宇佐美ACL初ゴール!G大阪 敵地5発大勝で逆転突破見えた

[ 2015年4月23日 05:30 ]

広州富力戦の後半、5点目のゴールを決めるG大阪・宇佐美(左)

 大逆転突破がハッキリ見えた。ACL1次リーグF組のG大阪はアウェーで広州富力(中国)に5―0で大勝。宇佐美貴史(22)が5得点に絡む活躍で、勝ち点を7に伸ばし、同組2位に浮上した。公式戦5連勝と上げ潮ムードに乗り、最終節(5月6日)のホーム城南戦で決勝トーナメント進出を決める。

 アジアが相手でも、勢いは止まらなかった。宇佐美の今季ACL初ゴールは後半25分だ。リンスのクロスをトラップし、冷静に右隅に蹴り込む一撃。公式戦3戦連発で、3戦未勝利からの逆転16強に王手をかけ「同じ相手に2度、負ける訳にはいかなかった。J1王者として最低限の結果」とプライドをにじませた。

 鮮やかな得点シーン以外にも高い技術を見せつけた。前半14分に先制点の起点となると、同43分には右足アウトサイドでパトリックへ芸術的な1タッチクロスを送り、阿部のゴールをお膳立て。2分後にもパトリックの得点をアシストし「攻撃に関しては何でもできる」と豪語する圧倒的センスでチームをけん引した。
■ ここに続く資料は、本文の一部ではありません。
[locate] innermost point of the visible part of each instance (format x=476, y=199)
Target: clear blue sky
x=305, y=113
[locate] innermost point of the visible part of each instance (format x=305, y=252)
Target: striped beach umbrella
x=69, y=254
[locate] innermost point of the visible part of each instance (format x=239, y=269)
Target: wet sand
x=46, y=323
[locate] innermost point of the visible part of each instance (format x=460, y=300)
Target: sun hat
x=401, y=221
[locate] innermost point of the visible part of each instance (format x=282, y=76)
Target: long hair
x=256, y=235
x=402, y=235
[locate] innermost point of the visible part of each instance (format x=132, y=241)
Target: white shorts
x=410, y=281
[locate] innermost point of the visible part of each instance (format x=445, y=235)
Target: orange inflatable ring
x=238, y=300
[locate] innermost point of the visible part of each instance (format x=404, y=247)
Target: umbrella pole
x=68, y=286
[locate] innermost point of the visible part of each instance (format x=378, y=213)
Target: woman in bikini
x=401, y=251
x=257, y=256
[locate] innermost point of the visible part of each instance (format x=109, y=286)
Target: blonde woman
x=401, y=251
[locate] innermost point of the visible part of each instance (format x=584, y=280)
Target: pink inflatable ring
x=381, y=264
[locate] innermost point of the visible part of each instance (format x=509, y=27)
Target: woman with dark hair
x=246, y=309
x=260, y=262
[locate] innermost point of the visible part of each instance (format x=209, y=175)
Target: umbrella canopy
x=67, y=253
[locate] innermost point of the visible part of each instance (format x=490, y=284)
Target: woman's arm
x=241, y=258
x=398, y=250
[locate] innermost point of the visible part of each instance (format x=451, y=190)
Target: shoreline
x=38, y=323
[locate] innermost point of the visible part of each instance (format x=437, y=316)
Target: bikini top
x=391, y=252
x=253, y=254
 シュートやパスの正確性は、小さい頃から培われてきた。小学生の頃、日課だった自宅隣の公園での練習。鉄棒の棒の部分を標的にして、さらに跳ね返りが自分のところに戻ってくるのを狙ってボールを蹴り続けた。かなりの難易度ながら数回連続で成功することもあったという。今も変わらない高精度のキックは、負けたら終戦の大一番でも遺憾なく発揮された。

 2トップを組むパトリックも2得点1アシストで2位浮上に貢献。ブラジルでは負けられない試合に臨むときに使う言葉「勝つか勝つかの戦いだと思っている」と意気込んでいた通りの好パフォーマンスで、前節・ブリラム(タイ)戦出場停止のうっぷんも晴らした。

 阿部も2発と役者が揃い踏みした3冠王者は、公式戦6連勝と盤石の強さ。エースの23回目の誕生日でもある5月6日のホーム城南(韓国)戦で、11年以来の決勝トーナメント進出を決める。